Die zuständige Behörde kann eine Versammlung aber „verbieten, beschränken oder mit Auflagen versehen“, heißt es in der Allgemeinverfügung des Innenressorts. Am Ende protestierten 50 von fast 700 Geflüchteten, die zuletzt in der Lindenstraße zusammenleben mussten, auf einer Kundgebung für eine menschenwürdige Unterbringung.

Die InsassInnen der Sammelunterkunft, der Flüchtlingsrat und Die Linke fordern die Evakuierung der Einrichtung. Eine Petition, die die sofortige Schließung der Unterkunft fordert, hatte am Montag fast 3.500 UnterstützerInnen. „Es gibt freie Kapazitäten in Übergangswohnheimen und leerstehenden Containern“, sagt Gundula Oerter vom Flüchtlingsrat.

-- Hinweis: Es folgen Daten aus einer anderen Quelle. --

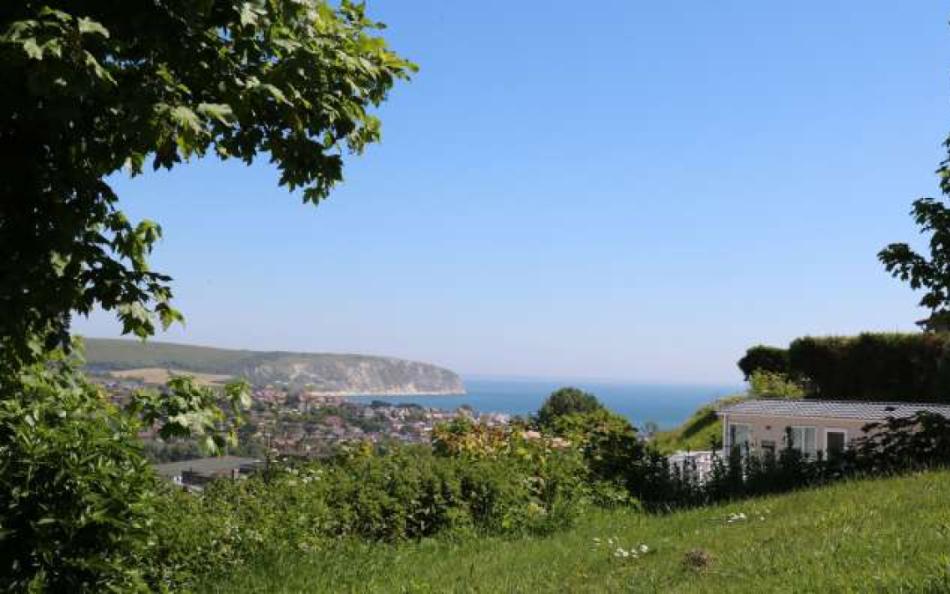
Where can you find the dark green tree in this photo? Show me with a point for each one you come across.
(566, 401)
(932, 274)
(92, 88)
(95, 87)
(764, 358)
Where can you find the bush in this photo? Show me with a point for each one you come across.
(767, 384)
(409, 492)
(76, 495)
(896, 367)
(764, 358)
(566, 401)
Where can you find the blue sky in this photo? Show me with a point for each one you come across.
(627, 190)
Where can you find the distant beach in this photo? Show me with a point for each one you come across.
(666, 405)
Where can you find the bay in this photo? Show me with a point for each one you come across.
(668, 405)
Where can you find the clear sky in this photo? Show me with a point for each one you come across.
(625, 190)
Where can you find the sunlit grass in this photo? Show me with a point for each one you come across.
(884, 535)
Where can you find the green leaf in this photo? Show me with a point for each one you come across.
(219, 111)
(89, 26)
(185, 118)
(32, 49)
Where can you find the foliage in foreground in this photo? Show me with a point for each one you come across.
(882, 535)
(96, 87)
(79, 504)
(905, 367)
(518, 488)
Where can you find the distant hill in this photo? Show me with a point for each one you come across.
(323, 372)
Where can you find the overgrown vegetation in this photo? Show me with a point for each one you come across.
(884, 535)
(871, 366)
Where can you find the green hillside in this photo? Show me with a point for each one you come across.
(326, 372)
(888, 535)
(697, 432)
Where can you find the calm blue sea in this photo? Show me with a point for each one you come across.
(667, 405)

Alles, was den Menschen außerhalb der Lager jetzt dringend zu vermeiden­ geraten werde, sei in der Erstaufnahmeeinrichtung nun System. „Es ist vor allem in dieser Zeit ein bedenklicher Zustand“, kritisiert Oerter.

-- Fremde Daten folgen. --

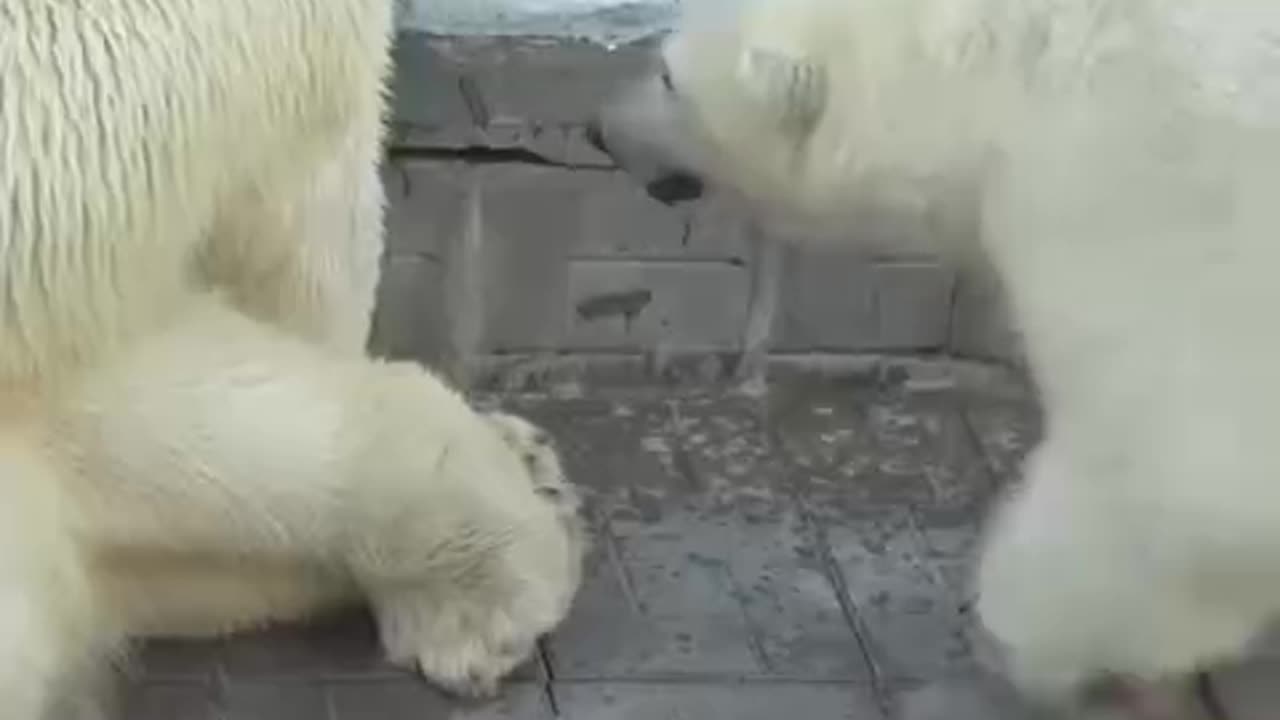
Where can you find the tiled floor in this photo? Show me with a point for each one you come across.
(752, 560)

Um die Lage zu entschärfen, wurden 24 von 31 Geflüchteten, die bei einer Corona-Infektion zur Risikogruppe zählen, anderswo untergebracht. 100 Geflüchtete sollen in der Jugendherberge, 200 in Übergangswohnheimen unterkommen. „Wir schaffen nach und nach die Voraussetzungen, dass die Menschen in der Erstaufnahmeeinrichtung weniger eng zusammenleben“, sagt die grüne Sozialsenatorin Anja Stahmann. „Das geht nicht von heute auf morgen, aber wir arbeiten daran mit aller Ernsthaftigkeit.“

Im Übrigen verweist die Behörde darauf, dass alle neu ankommenden Geflüchteten auf das Virus getestet würden. In allen 180 Fällen sei das Ergebnis negativ gewesen. Zudem gälten verschärfte Regeln wie ein Besuchsverbot. Die Gemeinschaftsräume würden geschlossen, die Reinigungsintervalle verdoppelt und Essen gebe es nur noch portioniert, damit niemand mehr – anders als bisher – das gleiche Besteck anfassen müsse. Dass das nicht ausreicht, weiß auch die Sozialsenatorin: „Wir können mit all diesen Maßnahmen nicht sicherstellen, dass alle Menschen in den Einrichtungen dauerhaft vor Ansteckung geschützt sind.“

Anja Stahmann, Sozialsenatorin

„Wir können nicht sicherstellen, dass alle Menschen in den Einrichtungen dauerhaft vor Ansteckung geschützt sind“

Der Bremer Rat für Integration (BRI) begrüßte die Schutzmaßnahmen für die Erstaufnahmeeinrichtung. Der Flüchtlingsrat, selbst Mitglied im BRI, ist entsetzt: Die „unhaltbaren“ Zustände in der Sammelunterkunft würden vom BRI „bagatellisiert“, obwohl die Bedingungen dort nach dem Infektionsschutzgesetz strafbewehrt seien.

„Es gibt diese Einrichtung, das ist eine Tatsache“, sagt Lucyna Bogacki vom BRI und lobt die engagierten MitarbeiterInnen, die dort arbeiten. Und wie steht der BRI zur Forderung, die Einrichtung zu schließen? „Das ist gerade nicht die Frage“, sagt Bogacki. Schließlich müssten diese 700 Geflüchteten dann irgendwo anders unterkommen – und dort auch betreut werden können.